No juzguéis según las apariencias, sino juzgad con justo juicio. (Juan 7:24)


Como parte de nuestra naturaleza humana, somos muy dados a juzgar a otros conforme a lo que observamos. Y muchas veces, conforme a esta apreciación, «somos capaces de saber» las intenciones o el por qué una persona hace tal o cual cosa, basándonos en nuestras propias experiencias. No obstante, el Señor nos dio el mandamiento que vemos en el verso del encabezado: «No juzguéis según las apariencias, sino juzgad con justo juicio».

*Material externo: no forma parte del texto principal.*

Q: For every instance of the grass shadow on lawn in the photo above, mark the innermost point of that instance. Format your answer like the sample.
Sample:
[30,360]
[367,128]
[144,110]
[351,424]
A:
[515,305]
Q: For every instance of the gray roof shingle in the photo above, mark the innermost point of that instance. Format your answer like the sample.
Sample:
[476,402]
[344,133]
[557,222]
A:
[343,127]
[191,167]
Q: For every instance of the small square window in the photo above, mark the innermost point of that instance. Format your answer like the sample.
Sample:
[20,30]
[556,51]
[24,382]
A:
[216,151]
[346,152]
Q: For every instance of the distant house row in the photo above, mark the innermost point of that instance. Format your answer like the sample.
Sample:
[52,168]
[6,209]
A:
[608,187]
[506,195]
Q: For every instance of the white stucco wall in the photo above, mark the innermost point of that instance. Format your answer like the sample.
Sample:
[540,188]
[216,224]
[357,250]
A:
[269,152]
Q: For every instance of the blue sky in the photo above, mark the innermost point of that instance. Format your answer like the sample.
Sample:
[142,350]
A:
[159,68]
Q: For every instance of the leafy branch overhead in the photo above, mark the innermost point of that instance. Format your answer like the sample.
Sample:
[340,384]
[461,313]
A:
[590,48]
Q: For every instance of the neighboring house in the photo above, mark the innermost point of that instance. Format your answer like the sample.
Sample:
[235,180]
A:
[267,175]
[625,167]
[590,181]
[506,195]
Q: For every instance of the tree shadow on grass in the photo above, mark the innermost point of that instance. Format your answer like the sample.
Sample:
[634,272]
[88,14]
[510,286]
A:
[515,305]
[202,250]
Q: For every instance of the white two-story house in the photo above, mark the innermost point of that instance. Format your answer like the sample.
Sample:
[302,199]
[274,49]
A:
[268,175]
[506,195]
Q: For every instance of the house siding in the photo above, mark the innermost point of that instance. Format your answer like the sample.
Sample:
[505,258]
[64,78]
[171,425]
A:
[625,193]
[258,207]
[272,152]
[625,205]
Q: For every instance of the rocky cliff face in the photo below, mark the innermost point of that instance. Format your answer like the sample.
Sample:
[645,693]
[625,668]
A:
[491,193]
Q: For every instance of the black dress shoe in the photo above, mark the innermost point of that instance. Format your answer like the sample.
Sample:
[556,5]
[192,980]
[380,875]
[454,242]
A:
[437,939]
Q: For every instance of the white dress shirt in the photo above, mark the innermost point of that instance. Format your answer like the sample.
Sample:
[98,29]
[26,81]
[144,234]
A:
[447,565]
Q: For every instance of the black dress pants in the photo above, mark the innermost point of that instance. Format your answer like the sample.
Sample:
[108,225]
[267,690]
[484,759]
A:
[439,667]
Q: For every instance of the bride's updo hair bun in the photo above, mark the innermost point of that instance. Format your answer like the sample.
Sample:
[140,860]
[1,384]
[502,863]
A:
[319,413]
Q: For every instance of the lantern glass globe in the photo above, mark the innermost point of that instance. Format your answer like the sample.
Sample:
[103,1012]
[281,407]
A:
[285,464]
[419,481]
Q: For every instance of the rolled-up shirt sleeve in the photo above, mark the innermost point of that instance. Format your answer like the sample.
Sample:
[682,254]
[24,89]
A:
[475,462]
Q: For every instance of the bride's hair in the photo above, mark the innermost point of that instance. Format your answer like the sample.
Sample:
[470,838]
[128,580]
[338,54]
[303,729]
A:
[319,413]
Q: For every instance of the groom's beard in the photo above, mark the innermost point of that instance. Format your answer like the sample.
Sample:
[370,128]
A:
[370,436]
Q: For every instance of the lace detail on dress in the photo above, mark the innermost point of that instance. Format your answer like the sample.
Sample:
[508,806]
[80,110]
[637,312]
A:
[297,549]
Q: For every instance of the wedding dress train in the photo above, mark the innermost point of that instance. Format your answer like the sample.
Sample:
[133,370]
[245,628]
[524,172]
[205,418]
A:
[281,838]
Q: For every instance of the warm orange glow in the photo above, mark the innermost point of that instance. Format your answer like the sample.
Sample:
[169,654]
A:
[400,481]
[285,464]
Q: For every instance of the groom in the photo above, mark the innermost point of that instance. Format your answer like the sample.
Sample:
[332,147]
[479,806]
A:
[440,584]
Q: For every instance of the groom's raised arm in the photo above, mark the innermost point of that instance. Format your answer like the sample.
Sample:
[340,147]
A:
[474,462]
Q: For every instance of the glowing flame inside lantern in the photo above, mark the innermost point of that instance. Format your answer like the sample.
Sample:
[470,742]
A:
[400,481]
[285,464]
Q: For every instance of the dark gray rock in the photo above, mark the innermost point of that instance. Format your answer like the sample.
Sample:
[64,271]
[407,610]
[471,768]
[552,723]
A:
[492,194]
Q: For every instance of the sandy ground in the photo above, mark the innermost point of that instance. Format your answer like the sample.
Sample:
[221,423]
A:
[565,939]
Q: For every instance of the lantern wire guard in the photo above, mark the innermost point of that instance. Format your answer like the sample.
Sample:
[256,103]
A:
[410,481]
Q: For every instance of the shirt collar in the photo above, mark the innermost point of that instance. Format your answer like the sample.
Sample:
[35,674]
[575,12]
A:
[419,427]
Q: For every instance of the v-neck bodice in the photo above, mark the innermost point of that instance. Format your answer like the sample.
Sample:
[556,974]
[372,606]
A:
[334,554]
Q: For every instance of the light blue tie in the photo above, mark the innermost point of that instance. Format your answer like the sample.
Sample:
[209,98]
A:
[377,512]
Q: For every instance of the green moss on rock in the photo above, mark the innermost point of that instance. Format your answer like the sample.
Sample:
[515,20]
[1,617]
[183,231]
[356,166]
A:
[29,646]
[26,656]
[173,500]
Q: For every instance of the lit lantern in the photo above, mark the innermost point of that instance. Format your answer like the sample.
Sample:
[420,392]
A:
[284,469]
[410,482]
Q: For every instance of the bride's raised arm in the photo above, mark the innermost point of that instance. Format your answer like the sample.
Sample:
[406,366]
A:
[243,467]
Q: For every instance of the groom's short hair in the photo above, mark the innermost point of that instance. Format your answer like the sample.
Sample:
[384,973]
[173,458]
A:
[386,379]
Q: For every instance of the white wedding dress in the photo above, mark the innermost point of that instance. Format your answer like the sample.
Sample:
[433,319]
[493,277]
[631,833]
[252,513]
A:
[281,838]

Todos nosotros somos dados a hacer esto, pero ¿podemos conocer las intenciones del corazón de una persona para juzgar lo que ha hecho? No, porque la Palabra de Dios es clara al decirnos que solo Dios puede hacerlo: «Engañoso es el corazón más que todas las cosas, y perverso; ¿quién lo conocerá? Yo Jehová, que escudriño la mente, que pruebo el corazón, para dar a cada uno según su camino, según el fruto de sus obras» (Jeremías 17:9–10). Lo triste de todo esto, es que en nuestra «superioridad moral», podemos llegar incluso a despreciar a nuestros hermanos en la fe debido a los pecados que cometen o a los errores en los que caen. Pero ¿quién es mejor que otro delante de Dios? La Biblia dice claramente que «todos pecamos» (Romanos 3:23), entonces, ¿quién puede decir honestamente delante del Dios santo: «Yo no he pecado»? ¡Ninguno! Por lo tanto, ¿en qué soy mejor que mi hermano? ¿Es mi pecado menos desagradable delante de Dios? ¿Soy acaso más aceptable a los ojos de Dios debido a que soy «menos pecador» que fulano? No, mis hermanos, todos estamos en la misma situación delante de Dios. Bien decía el apóstol Pablo a los romanos:


¿Qué, pues? ¿Somos nosotros mejores que ellos? En ninguna manera. (Romanos 3:9). Todos hacemos lo malo delante de Dios cada día, y todos cometemos errores todo el tiempo, por tanto, ninguno es mejor que otro o «más perfecto» que quienes nos rodean. Mirar de esta forma a nuestros semejantes es soberbia y orgullo de corazón.


Aprendamos de la humildad del Señor (Mateo 11:29), haciendo el ejercicio de reconocer que somos los peores entre los pecadores, tal como hacía el apóstol Pablo: «Palabra fiel y digna de ser recibida por todos: que Cristo Jesús vino al mundo para salvar a los pecadores, de los cuales yo soy el primero [énfasis añadido]» (1 Timoteo 1:15), para que así no sintamos que somos mejores que otros, permitiendo que nuestra soberbia nos guíe a juzgar a otros conforme a las apariencias.